Он вынул из бокового кармана фляжку и протянул Наталье. Повернулся ко мне и извиняющимся тоном объяснил: «Пока ты одевалась, я налил сюда из твоих запасов, на случай, если кому будет плохо или еще что».
Наталья схватила фляжку и они вышли в коридор.
– Что надо делать? – спросила шепотом Джейн.
– Не знаю, милая, – шепотом ответила я. – Думаю, надо просто сказать ему, что мы его любим и будем по нему скучать. Говорят, что слух остается у человека до последнего.
– Как думаешь, он слышал, что Наталья хотела водки выпить? – подал голос Питер, впервые за все время, что прошло с тех пор, как мы забрали их от Ханны.

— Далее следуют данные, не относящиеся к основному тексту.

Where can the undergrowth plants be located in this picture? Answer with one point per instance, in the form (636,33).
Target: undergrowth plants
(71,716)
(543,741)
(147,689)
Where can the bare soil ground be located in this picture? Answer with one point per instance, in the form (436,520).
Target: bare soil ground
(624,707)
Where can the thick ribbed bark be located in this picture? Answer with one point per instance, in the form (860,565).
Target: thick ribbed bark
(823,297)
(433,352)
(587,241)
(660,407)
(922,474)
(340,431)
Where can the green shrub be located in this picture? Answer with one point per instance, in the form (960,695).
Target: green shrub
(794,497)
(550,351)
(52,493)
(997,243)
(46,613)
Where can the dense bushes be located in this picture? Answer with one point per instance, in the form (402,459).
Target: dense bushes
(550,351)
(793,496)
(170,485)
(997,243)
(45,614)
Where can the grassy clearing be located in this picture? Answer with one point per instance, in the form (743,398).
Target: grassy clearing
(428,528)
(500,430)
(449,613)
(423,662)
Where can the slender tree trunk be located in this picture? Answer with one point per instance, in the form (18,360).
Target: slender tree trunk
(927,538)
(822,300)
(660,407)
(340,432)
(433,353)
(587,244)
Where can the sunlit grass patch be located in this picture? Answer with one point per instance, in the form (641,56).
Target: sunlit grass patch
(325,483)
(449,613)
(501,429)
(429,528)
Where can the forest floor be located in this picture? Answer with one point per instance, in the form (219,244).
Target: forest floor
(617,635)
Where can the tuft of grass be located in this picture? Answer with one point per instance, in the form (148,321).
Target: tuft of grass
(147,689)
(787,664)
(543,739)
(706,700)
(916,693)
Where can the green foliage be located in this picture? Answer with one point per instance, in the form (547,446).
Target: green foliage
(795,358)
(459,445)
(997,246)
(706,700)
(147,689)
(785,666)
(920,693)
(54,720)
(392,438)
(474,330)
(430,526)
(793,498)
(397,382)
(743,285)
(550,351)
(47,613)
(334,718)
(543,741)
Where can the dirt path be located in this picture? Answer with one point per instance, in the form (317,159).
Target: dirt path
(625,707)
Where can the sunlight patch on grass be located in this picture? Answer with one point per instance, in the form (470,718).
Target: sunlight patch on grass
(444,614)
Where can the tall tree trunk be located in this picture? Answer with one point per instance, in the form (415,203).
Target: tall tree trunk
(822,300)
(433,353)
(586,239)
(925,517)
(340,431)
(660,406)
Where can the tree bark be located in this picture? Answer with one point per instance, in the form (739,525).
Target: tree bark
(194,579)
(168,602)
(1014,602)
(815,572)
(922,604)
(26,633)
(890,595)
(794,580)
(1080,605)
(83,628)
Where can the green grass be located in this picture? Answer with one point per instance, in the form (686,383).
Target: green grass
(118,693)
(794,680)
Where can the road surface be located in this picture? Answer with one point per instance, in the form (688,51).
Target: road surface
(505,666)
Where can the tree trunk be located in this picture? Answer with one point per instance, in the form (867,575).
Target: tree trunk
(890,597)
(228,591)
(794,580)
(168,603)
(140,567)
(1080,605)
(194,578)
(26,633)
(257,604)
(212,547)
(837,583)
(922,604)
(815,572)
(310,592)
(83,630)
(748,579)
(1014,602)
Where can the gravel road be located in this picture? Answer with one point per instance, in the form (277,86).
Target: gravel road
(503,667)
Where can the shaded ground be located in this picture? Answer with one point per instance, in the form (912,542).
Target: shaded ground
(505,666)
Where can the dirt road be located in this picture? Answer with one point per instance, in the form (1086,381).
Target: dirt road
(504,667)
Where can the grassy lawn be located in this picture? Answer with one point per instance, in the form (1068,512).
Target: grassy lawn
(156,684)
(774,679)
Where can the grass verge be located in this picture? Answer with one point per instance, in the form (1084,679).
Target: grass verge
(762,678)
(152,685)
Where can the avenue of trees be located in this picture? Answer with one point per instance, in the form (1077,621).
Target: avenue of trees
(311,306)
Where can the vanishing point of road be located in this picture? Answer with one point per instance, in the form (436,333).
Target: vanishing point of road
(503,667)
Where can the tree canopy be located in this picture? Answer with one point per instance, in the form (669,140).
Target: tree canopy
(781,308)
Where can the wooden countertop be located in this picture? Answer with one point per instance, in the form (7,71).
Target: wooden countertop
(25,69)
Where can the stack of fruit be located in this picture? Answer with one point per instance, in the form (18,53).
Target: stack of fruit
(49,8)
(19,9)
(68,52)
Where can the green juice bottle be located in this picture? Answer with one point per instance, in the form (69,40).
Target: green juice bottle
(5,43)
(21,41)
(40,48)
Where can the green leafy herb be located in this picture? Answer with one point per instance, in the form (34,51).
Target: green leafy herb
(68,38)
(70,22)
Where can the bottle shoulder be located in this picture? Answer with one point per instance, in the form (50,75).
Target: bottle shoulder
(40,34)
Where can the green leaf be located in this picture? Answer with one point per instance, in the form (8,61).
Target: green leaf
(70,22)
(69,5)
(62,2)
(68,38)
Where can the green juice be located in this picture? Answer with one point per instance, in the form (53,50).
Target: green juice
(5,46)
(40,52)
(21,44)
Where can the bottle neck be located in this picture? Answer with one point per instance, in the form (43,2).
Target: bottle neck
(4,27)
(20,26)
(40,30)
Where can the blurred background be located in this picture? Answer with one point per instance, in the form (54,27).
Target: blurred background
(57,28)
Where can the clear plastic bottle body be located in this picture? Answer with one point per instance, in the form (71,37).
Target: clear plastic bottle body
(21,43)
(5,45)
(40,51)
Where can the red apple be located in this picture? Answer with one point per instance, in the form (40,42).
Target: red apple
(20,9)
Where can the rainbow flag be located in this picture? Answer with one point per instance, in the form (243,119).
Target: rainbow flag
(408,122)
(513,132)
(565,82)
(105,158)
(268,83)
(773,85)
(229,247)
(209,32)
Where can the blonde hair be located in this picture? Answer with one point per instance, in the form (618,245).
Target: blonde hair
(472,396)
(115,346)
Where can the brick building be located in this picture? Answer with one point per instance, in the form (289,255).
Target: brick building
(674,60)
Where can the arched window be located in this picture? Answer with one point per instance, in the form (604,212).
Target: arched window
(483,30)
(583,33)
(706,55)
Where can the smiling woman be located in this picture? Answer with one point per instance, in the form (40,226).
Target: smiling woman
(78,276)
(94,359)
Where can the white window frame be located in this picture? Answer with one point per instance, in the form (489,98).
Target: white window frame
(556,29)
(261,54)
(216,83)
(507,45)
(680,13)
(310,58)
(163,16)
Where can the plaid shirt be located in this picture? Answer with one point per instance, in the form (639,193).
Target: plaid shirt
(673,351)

– Вполне возможно, – сказала я. – Даже если и слышал, то, наверно, посмеялся бы. Он всегда говорил, что терпеть не может женщин, у которых глаза на мокром месте и которые стенают, воют, слезы льют по поводу и без. Когда я была маленькой, он мне давал пять фунтов, чтобы я переставала плакать.
– Помнишь, папуля? – спросила я его, садясь рядом с ним на кровати.
И вдруг меня отпустило. То, что мне представлялось как драматическая сцена прощания у смертного одра, с театральным заламыванием рук, скрежетом зубов, причитаниями «О папа, МОЙ ПАПОЧКА!», вдруг исчезло, и все стало простым и понятным. Дети и я сидели вокруг него, держали его за руки, я рассказывала истории из своего детства, они вспоминали, что запомнили о дедушке из своего. Даже смеялись, когда вспоминали что-то дурацкое. Но я все еще не могла осознать, что сижу тут и прощаюсь с отцом. Мой папа, такой живой, бесконечной энергии человек, хулиган, ни разу не раскаявшийся ни за один свой проступок или измену, пил такие крепкие напитки, что подметки отваливались, папа, который откупался от слез дочки пятифунтовой монетой и который повторял, как мантру, что жизнь слишком коротка, чтобы не наслаждаться ею каждую минуту. Я вспомнила наш последний разговор, когда он сказал, что гордится, какая у него сильная дочь. Я поняла, что не могу подвести его сейчас. Он говорил, что у меня такой сильной характер от матери, но именно он внушил мне, что у меня сильный характер.